Why C++ allows arithmetic or enumeration values to be implicitly converted to boolean?

Question

C++ standard says in section 4.12,

An rvalue of arithmetic, enumeration, pointer, or pointer to member type can be converted to an rvalue of type bool. A zero value, null pointer value, or null member pointer value is converted to false any other value is converted to true.

Which means that the following code is valid,

if(5)
  std::cout << "WOW!";

It is syntactically valid but semantically it doesn't make any sense. My question is why C++ is allowing such strange things? AFAIK, it is not making any advantage rather than making confusion.

Answer 1

I think it's historical, and a by product of how C used to evaluate bool like concepts...

C didn't use to have a boolean type, and in the 'down to the metal' paradigm of C, pointers and numeric types, etc. that were set to NULL were also implicitly false.

If you think of it as 'nothing/zero == false' and 'anything else == true' it actually does make sense.

Answer 2

Actually, in many languages, including C/Python/Perl/BASIC non-zero integer/pointer value is always considered true, 0 considered false.

This is known conventions in many programming languages, so there is no reason, why this shoudn't be in C++?

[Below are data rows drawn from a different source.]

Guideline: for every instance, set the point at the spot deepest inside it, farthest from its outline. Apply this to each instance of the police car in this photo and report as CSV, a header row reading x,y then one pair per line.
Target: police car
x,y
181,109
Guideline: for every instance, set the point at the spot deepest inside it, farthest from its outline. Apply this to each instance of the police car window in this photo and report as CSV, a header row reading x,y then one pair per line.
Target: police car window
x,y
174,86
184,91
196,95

The question is why in Java this is not so?

Answer 3

It's from product of C.

Note also, these are (logically if not computationally) equivalent:

if (x && y || z)

if (x * y + z)

(I know this because TI99/4a BASIC did not have AND nor OR operations, so * and + had to do double duty, and in TI99/4a BASIC, booleans worked as in C.

Answer 4

It's an artifact of a specific hardware limitation.

The terms "int", "short", "bool", et. al. only have real differing semantic meaning as long as the compiler is working - at runtime, it's just a 1 word (8 bit) value, 2 word (16 bit) value, 4 word (32 bit) value, etc.

So the real question here isn't "why does C++ except 5 as a boolean value", but "why did C?" And the answer, is that due to memory alignment, it wasn't possible in all cases to store a single bit anywhere, so the compilers just used a whole word. The fact that there's a designated "bool" type in C++ is just some lexical hand waving.

Answer 5

This is conjecture, but I believe it's due to the fact that C was designed as a minimalist language.

First, boolean evaluation and arithmetic evaluation are so similar that they are actually combined in the C parser, which reduces the overall size of the parser - C++ inherited this.

Second, testing for a non-zero result in assembly is generally carried out using a single opcode that test a register for a zero value and if true, jumping to the 'else' part of the statement. If the value is non-zero, execution naturally flows on into the 'if-true' part of the statement.

Answer 6

Historically, C is a relatively Weakly Typed language, designed for simplicity and efficiency rather than robustness. Pascal and similar languages are more strongly typed - enums, pointers, ints and bools cannot be randomly mixed and matched in expressions.

C (and many C++) programmers have grown up with this background, and you'll often see idiomatic code like this:

while (1)
   dosomething(); // repeats forever

.. or...

char * pointer;

if (pointer)  // tests pointer for being != 0, which equals NULL.
  fred = *pointer;

Personally, despite using C/C++ for over 20 years, I still find this second idiom ugly, as it makes two "hidden" casts/assumptions in a single line - that (NULL == 0), and that (0==FALSE).

Answer 7

I think the reason is history. It may be worth to note that next C++ version (C++0x, C++1x) introduces scopes enumerations that are not allowed to implicitly convert to an integer, making the following code ill-formed

enum class X { A, B, C };
if(X::B) { ... }

It makes sense to me for numbers to allow the implicit conversion to bool, though, but it doesn't make much sense to me for enumerations, because the primary purpose is to enumerate a list of values - only secondary the real values of an enumerator are of interest most of the time, i believe. Scoped enumerations will require a cast

if(static_cast<bool>(X::B)) { ... }

This adds some type-safety that the needed C compatibility of enumerations did not allow so far (i guess this would break a lot of code if forbidden to ordinary enumerations).

Answer 8

I can't find the exact citation, but it was always said that C combined all the power and flexibility of assembly language with the safety and ease-of-use of assembly language.

Usually the processor has no boolean, integer, ptr types. They're all just numbers in memory or registers.

Personally I've always liked the idiom:

some_obj * thingy;
if (thingy) ...

It seems like a natural and concise way to express "thingy exists" or "is initialized". But then, I spent a lot of time in assembly language.

Although I do tend to use "thingy == null" (or nil) in Objective-C, Java, C#, because you just feel a little less sure what's going on in those languages, being further from the hardware. In some languages someone could even have overridden the "==" operator.

You could just think of "if (ptr)..." as calling an implicit "cast to boolean" operator...

Answer 9

There are good answers there but I want to point out one more thing: even if you can't say boolean = number and boolean = pointer it still makes sense to have if(number) or if(pointer) constructions.